Mortgage bankers raised their forecast for fourth-quarter mortgage production, lowered their estimate of second-quarter purchase financing and increased their estimate of second-quarter refinance originations.
Total U.S. mortgage production is expected to fall from an estimated $494 billion in the second quarter to $369 billion in the third quarter then finish the final three months of the year at $260 billion.
While the second and third quarter numbers were unchanged from last month’s outlook, the fourth-quarter projection was increased from $247 billion.
The projections were made by the Mortgage Bankers Association in its MBA Mortgage Finance Forecast for September.
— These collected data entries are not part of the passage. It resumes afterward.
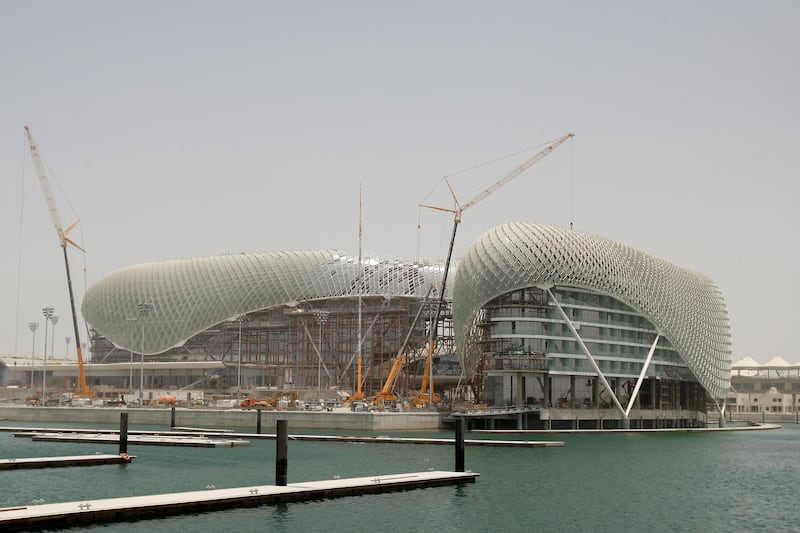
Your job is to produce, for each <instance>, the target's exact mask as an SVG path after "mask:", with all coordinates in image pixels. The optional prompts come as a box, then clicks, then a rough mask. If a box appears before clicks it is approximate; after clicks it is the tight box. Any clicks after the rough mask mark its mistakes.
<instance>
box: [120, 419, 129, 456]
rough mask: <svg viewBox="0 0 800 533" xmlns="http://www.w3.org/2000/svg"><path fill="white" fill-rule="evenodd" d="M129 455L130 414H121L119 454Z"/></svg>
mask: <svg viewBox="0 0 800 533" xmlns="http://www.w3.org/2000/svg"><path fill="white" fill-rule="evenodd" d="M123 453H128V413H120V414H119V454H120V455H122V454H123Z"/></svg>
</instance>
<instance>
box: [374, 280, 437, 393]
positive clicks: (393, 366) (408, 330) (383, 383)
mask: <svg viewBox="0 0 800 533" xmlns="http://www.w3.org/2000/svg"><path fill="white" fill-rule="evenodd" d="M433 289H434V287H433V285H431V286H430V287H428V292H427V293H425V298H424V299H423V300H422V304H420V306H419V309H417V314H416V315H415V316H414V321H413V322H412V323H411V326H410V327H409V328H408V333H407V334H406V338H405V340H404V341H403V345H402V346H400V349H399V350H398V351H397V357H395V358H394V362H393V363H392V368H391V370H389V375H388V376H387V377H386V381H385V382H384V383H383V388H382V389H381V391H380V392H379V393H378V394H376V395H375V398H374V399H373V401H372V403H373V404H374V405H377V406H380V407H382V406H383V405H384V404H386V403H391V402H396V401H397V397H396V396H395V395H394V385H395V383H396V382H397V376H399V375H400V369H401V368H403V365H404V364H405V363H406V358H407V356H406V355H405V354H404V353H403V352H404V351H405V349H406V346H407V345H408V339H410V338H411V333H412V332H413V331H414V328H415V327H416V325H417V321H418V320H419V317H420V315H421V314H422V310H423V309H424V308H425V304H426V303H427V302H428V298H430V295H431V292H432V291H433Z"/></svg>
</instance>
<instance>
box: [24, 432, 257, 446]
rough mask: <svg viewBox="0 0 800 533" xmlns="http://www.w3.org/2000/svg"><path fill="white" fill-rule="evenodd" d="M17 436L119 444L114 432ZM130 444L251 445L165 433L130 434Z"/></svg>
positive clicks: (162, 445) (165, 444)
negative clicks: (134, 434) (148, 434)
mask: <svg viewBox="0 0 800 533" xmlns="http://www.w3.org/2000/svg"><path fill="white" fill-rule="evenodd" d="M14 436H15V437H27V438H30V439H32V440H34V441H47V442H92V443H100V444H118V443H119V435H115V434H113V433H53V432H38V431H23V432H19V433H14ZM128 444H139V445H149V446H186V447H193V448H233V447H235V446H250V441H247V440H242V439H230V438H219V439H218V438H208V437H206V436H199V435H195V434H192V435H185V436H177V435H175V436H165V435H158V434H155V435H145V434H136V435H130V434H129V435H128Z"/></svg>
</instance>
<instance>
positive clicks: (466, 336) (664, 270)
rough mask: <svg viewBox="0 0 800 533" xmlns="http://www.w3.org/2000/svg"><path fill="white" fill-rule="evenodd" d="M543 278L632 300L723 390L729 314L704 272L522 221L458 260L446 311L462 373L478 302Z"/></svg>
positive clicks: (718, 294) (570, 231) (483, 241)
mask: <svg viewBox="0 0 800 533" xmlns="http://www.w3.org/2000/svg"><path fill="white" fill-rule="evenodd" d="M550 284H552V285H562V286H572V287H579V288H585V289H590V290H593V291H597V292H600V293H604V294H607V295H609V296H611V297H614V298H616V299H618V300H620V301H622V302H624V303H625V304H627V305H629V306H631V307H632V308H633V309H635V310H636V311H637V312H639V313H641V314H642V315H643V316H644V317H646V318H647V319H649V320H650V321H651V322H652V323H653V324H654V325H655V326H656V327H657V328H658V329H659V331H660V332H661V334H662V335H665V336H666V337H667V338H668V339H669V342H670V343H671V345H672V346H673V347H674V348H675V349H676V350H677V352H678V353H679V355H680V356H681V358H682V359H683V360H684V361H685V362H686V364H687V366H688V367H689V368H690V370H691V371H692V372H693V373H694V374H695V376H696V377H697V379H698V381H699V382H700V383H701V384H702V385H703V386H704V387H705V388H706V390H707V391H708V392H709V393H710V394H712V395H713V396H714V397H716V398H720V397H723V396H724V395H725V393H726V392H727V390H728V388H729V386H730V373H731V370H730V369H731V348H732V345H731V333H730V322H729V319H728V312H727V309H726V306H725V300H724V299H723V297H722V293H721V292H720V290H719V289H718V288H717V286H716V285H715V284H714V283H713V282H712V281H711V280H710V279H708V278H707V277H705V276H702V275H700V274H697V273H694V272H691V271H689V270H686V269H684V268H681V267H678V266H675V265H673V264H671V263H669V262H667V261H664V260H662V259H659V258H656V257H653V256H651V255H648V254H646V253H644V252H640V251H638V250H635V249H633V248H630V247H628V246H625V245H623V244H620V243H617V242H614V241H610V240H607V239H603V238H600V237H597V236H594V235H591V234H588V233H580V232H577V231H572V230H569V229H566V228H559V227H554V226H546V225H540V224H529V223H512V224H504V225H501V226H497V227H495V228H493V229H491V230H489V231H487V232H486V233H484V234H483V235H481V236H480V237H479V238H478V239H477V240H476V241H475V242H474V243H472V245H471V246H470V247H469V249H468V250H467V251H466V252H465V253H464V255H463V257H462V258H461V259H460V261H459V266H458V272H457V273H456V276H455V281H454V283H453V319H454V324H455V335H456V345H457V346H458V347H459V352H460V357H461V362H462V365H463V366H464V368H465V370H466V371H467V373H469V374H472V373H474V372H475V370H476V366H477V363H478V358H479V357H480V353H479V348H478V346H477V344H476V343H475V342H474V341H475V340H476V337H475V332H476V329H475V327H474V326H475V323H476V320H477V318H478V316H479V314H480V310H481V308H482V307H483V306H484V305H486V304H487V303H488V302H490V301H491V300H492V299H494V298H496V297H498V296H500V295H502V294H505V293H507V292H510V291H513V290H517V289H522V288H525V287H532V286H537V285H550Z"/></svg>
The second-quarter purchase production estimate was lowered to $168 billion from $178 billion, while the third-quarter outlook was left at $180 billion and the fourth-quarter forecast was lifted to $143 billion from $136 billion.
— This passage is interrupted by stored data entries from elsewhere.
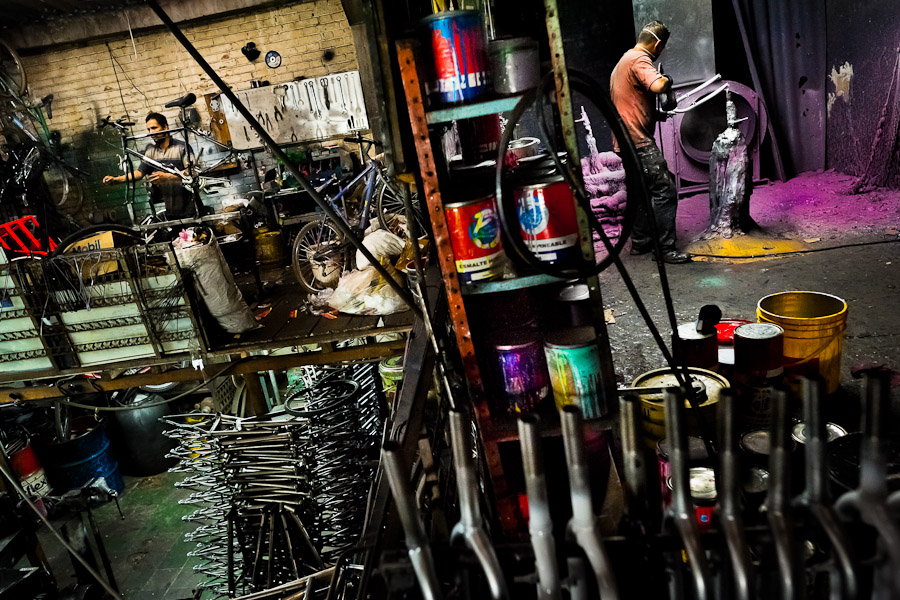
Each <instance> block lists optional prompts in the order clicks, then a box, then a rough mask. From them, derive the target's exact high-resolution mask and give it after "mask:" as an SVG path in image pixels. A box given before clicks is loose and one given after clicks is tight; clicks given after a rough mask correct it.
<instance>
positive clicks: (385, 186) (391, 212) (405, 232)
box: [375, 177, 428, 238]
mask: <svg viewBox="0 0 900 600" xmlns="http://www.w3.org/2000/svg"><path fill="white" fill-rule="evenodd" d="M409 199H410V201H411V202H412V206H413V213H414V214H415V218H416V223H417V224H418V226H419V234H420V235H424V234H425V233H426V232H427V231H428V228H427V227H426V225H425V215H424V214H423V213H422V206H421V205H420V204H419V195H418V194H417V193H415V192H413V193H411V194H410V196H409ZM375 201H376V204H375V210H376V214H377V215H378V224H379V225H381V227H382V228H383V229H387V230H388V231H393V232H394V233H397V234H398V235H401V236H402V237H404V238H405V237H408V234H407V229H406V228H398V227H396V226H395V222H394V217H395V216H396V215H399V216H402V217H405V216H406V207H404V206H403V199H402V198H401V197H400V194H399V192H398V190H397V189H396V188H395V187H394V186H393V185H391V184H389V183H388V181H387V180H386V179H384V178H382V177H379V178H378V183H377V184H376V188H375ZM398 229H399V231H398Z"/></svg>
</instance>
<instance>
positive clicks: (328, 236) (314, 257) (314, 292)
mask: <svg viewBox="0 0 900 600" xmlns="http://www.w3.org/2000/svg"><path fill="white" fill-rule="evenodd" d="M349 262H350V261H349V259H348V256H347V252H346V243H345V241H344V236H343V234H342V233H341V232H340V231H339V230H338V229H337V227H335V226H334V225H332V224H331V223H330V222H329V221H328V220H327V219H316V220H315V221H311V222H309V223H307V224H306V225H304V226H303V227H301V228H300V231H298V232H297V237H295V238H294V244H293V246H292V248H291V266H292V267H293V269H294V275H295V276H296V278H297V282H298V283H299V284H300V286H301V287H302V288H303V289H304V290H306V291H307V292H309V293H310V294H318V293H319V292H320V291H322V290H324V289H325V288H327V287H332V288H333V287H335V286H337V284H338V281H339V280H340V277H341V275H342V274H343V273H344V271H346V270H347V269H348V268H349Z"/></svg>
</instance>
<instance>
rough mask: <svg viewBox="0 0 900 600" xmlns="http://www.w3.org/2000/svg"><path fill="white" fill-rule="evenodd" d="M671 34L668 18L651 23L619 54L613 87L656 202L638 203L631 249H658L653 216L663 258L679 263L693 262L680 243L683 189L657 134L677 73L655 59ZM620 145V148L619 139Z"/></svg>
mask: <svg viewBox="0 0 900 600" xmlns="http://www.w3.org/2000/svg"><path fill="white" fill-rule="evenodd" d="M668 39H669V30H668V28H666V26H665V25H664V24H662V23H661V22H659V21H651V22H650V23H647V25H645V26H644V28H643V29H641V32H640V33H639V34H638V39H637V44H636V45H635V46H634V48H632V49H630V50H629V51H628V52H626V53H625V54H624V55H623V56H622V58H621V59H619V62H618V64H617V65H616V68H615V69H613V72H612V75H611V76H610V80H609V89H610V96H611V97H612V101H613V104H615V105H616V109H617V110H618V111H619V114H620V115H621V116H622V120H623V121H624V122H625V128H626V129H627V130H628V135H629V136H631V141H632V142H634V145H635V147H636V148H637V153H638V157H639V158H640V159H641V165H642V166H643V170H644V179H645V180H646V182H647V189H648V191H649V192H650V200H651V202H652V204H653V215H648V214H647V211H646V208H645V207H644V206H643V205H641V206H638V209H637V216H636V218H635V223H634V229H633V231H632V232H631V253H632V254H646V253H647V252H650V251H651V250H652V249H653V236H652V229H651V221H650V219H651V218H655V220H656V227H657V230H658V233H659V243H660V246H661V248H662V258H663V260H664V261H665V262H667V263H671V264H679V263H686V262H690V261H691V257H690V256H689V255H687V254H685V253H683V252H679V251H678V250H677V249H676V248H675V213H676V211H677V209H678V193H677V191H676V189H675V179H674V177H672V174H671V173H669V169H668V167H667V165H666V161H665V158H663V155H662V152H660V151H659V148H658V147H657V146H656V142H655V141H654V139H653V128H654V126H655V125H656V97H657V94H662V93H664V92H667V91H669V89H670V88H671V87H672V79H671V78H670V77H666V76H665V75H663V74H661V73H660V72H659V71H657V70H656V68H655V67H654V66H653V61H654V60H657V59H658V58H659V56H660V55H661V54H662V51H663V50H664V49H665V47H666V42H667V41H668ZM615 150H616V152H618V151H619V145H618V143H616V144H615Z"/></svg>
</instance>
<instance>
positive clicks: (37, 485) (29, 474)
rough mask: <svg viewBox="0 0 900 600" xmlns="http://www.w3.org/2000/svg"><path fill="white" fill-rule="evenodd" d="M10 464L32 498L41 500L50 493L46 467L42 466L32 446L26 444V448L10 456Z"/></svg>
mask: <svg viewBox="0 0 900 600" xmlns="http://www.w3.org/2000/svg"><path fill="white" fill-rule="evenodd" d="M9 462H10V464H11V465H12V468H13V471H15V472H16V475H18V476H19V481H21V482H22V489H24V490H25V492H26V493H27V494H28V495H29V496H30V497H32V498H40V497H42V496H46V495H47V494H49V493H50V484H49V483H48V482H47V476H46V474H44V467H42V466H41V463H40V461H39V460H38V458H37V455H36V454H35V453H34V450H32V448H31V444H25V447H24V448H22V449H21V450H19V451H18V452H13V453H12V454H10V456H9Z"/></svg>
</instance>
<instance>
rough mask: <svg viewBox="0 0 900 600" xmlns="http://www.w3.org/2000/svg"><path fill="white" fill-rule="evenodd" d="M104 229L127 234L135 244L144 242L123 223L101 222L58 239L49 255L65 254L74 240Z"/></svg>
mask: <svg viewBox="0 0 900 600" xmlns="http://www.w3.org/2000/svg"><path fill="white" fill-rule="evenodd" d="M104 231H114V232H116V233H121V234H123V235H127V236H129V237H131V238H132V239H133V240H134V242H135V244H143V243H144V239H143V238H142V237H141V235H140V234H139V233H137V232H136V231H134V230H133V229H131V228H130V227H126V226H125V225H114V224H111V223H101V224H100V225H91V226H90V227H85V228H84V229H82V230H80V231H76V232H75V233H73V234H71V235H67V236H66V237H64V238H63V239H62V240H60V242H59V244H57V245H56V249H55V250H53V252H51V253H50V256H51V257H52V256H59V255H60V254H65V253H66V252H67V251H68V250H71V249H72V246H74V245H75V243H76V242H79V241H81V240H83V239H84V238H86V237H91V236H93V235H96V234H98V233H102V232H104Z"/></svg>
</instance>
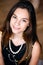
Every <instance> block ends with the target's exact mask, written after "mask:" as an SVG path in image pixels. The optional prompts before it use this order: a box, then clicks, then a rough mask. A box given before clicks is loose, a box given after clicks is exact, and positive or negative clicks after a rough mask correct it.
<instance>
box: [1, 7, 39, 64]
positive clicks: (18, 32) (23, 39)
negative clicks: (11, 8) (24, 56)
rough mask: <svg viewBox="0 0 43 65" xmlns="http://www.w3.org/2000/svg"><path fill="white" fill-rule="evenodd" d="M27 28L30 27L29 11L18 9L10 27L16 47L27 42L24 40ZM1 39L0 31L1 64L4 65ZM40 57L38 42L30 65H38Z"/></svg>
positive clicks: (12, 35) (11, 38) (26, 10)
MBA raised its estimate of second-quarter refinance volume to $326 billion from $316 billion, left its second-quarter projection at $189 billion and increased its fourth-quarter refinance outlook to $117 billion from $111 billion last month.
MBA has full-year 2013 mortgage originations at $1.605 trillion, more than the $1.592 trillion expected last month. But the 2014 outlook was unchanged at $1.091 trillion.
This year’s expected purchase financing was trimmed to $0.616 trillion from $0.619 trillion forecasted in August, while the trade group left its 2014 purchase forecast at $0.703 trillion.
Refinance volume is expected to reach $0.989 trillion in 2013 versus the $0.973 trillion predicted last month, and next year’s refinance forecast was unchanged at $0.388 trillion.
Refinance share is projected to tumble from 62 percent in 2013 to 36 percent in 2014.